Niestety, częste schorzenia jamy ustnej, takie jak próchnica, nadal należą do tzw. grupy chorób wstydliwych. Rzadko otwarcie mówi się o ich leczeniu z powodu paraliżującego wstydu przed odrzuceniem i ocenieniem przez stomatologa.
„W życiu nie widziałem takich okropnych zębów” – na pewno?
Większość pacjentów zasiadających na fotelu stomatologicznym to osoby z już postępującą chorobą.
- Jednak ja osobiście cieszę się, gdy do mojego gabinetu przychodzi pacjent, który po latach zaniedbań postanowił zadbać o swoje zdrowie – mówi nasz ekspert.
– Zasługuje on na szczere uznanie oraz na otwartą rozmowę dotyczącą jego potrzeb leczniczych i sposobów ich realizacji.

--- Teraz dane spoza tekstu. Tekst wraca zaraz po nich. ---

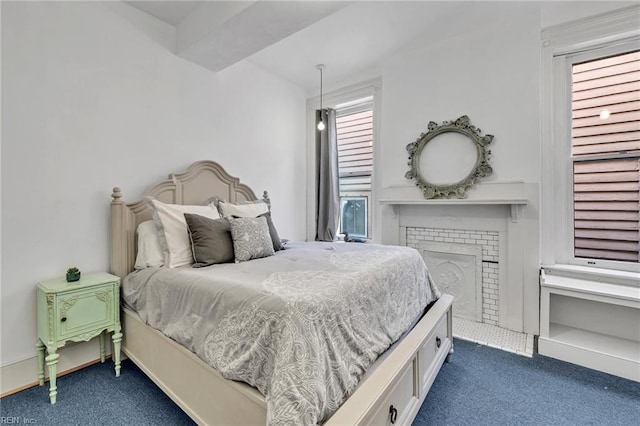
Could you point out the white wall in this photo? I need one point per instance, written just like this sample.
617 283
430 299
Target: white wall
491 73
90 102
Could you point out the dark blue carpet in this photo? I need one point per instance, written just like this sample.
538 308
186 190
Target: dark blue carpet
481 386
487 386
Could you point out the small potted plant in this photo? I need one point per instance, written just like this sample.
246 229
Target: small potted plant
73 274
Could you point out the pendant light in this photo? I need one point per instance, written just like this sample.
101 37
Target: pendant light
321 67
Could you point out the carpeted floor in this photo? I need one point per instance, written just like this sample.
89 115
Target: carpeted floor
481 386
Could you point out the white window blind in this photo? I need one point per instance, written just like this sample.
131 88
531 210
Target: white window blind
355 150
354 124
606 156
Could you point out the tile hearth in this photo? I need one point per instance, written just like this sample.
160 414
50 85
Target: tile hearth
493 336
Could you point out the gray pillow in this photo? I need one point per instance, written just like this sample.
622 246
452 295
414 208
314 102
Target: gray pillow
275 238
251 238
211 241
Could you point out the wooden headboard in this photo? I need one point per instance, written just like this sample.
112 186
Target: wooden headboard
201 181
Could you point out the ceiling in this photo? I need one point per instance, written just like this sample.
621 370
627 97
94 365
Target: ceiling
289 38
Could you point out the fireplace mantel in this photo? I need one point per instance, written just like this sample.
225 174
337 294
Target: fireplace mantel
494 193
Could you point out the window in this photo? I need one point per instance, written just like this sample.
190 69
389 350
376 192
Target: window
605 150
354 124
590 105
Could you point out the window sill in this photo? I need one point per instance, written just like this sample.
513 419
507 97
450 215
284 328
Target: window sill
609 276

Kluczem do sukcesu jest tu empatia oraz profesjonalizm lekarza, a także zrozumienie planu leczenia i dalszej współpracy, takiej jak wizyty kontrolne czy profilaktyka. Dodatkowo, ważna jest szczera wymiana poglądów pacjenta z lekarzem na temat ewentualnych obaw jeszcze przed rozpoczęciem diagnozy medycznej. Dlatego, już przy umawianiu wizyty, warto wspomnieć, że podczas pierwszej konsultacji potrzebujemy więcej czasu – podkreśla dr n. med. Agnieszka Laskus.
Jeśli na myśl o wizycie u dentysty odczuwasz wstyd, warto spojrzeć na to z innej perspektywy. Już po pierwszym kontakcie ze stomatologiem poczujesz ogromną ulgę. Problem, który uprzykrza ci życie, szybko stanie się tylko nieprzyjemnym wspomnieniem. Najtrudniej jest zrobić pierwszy krok. Jednak, gdy się odważysz, na twojej twarzy pojawi się szeroki (i zdrowy) uśmiech!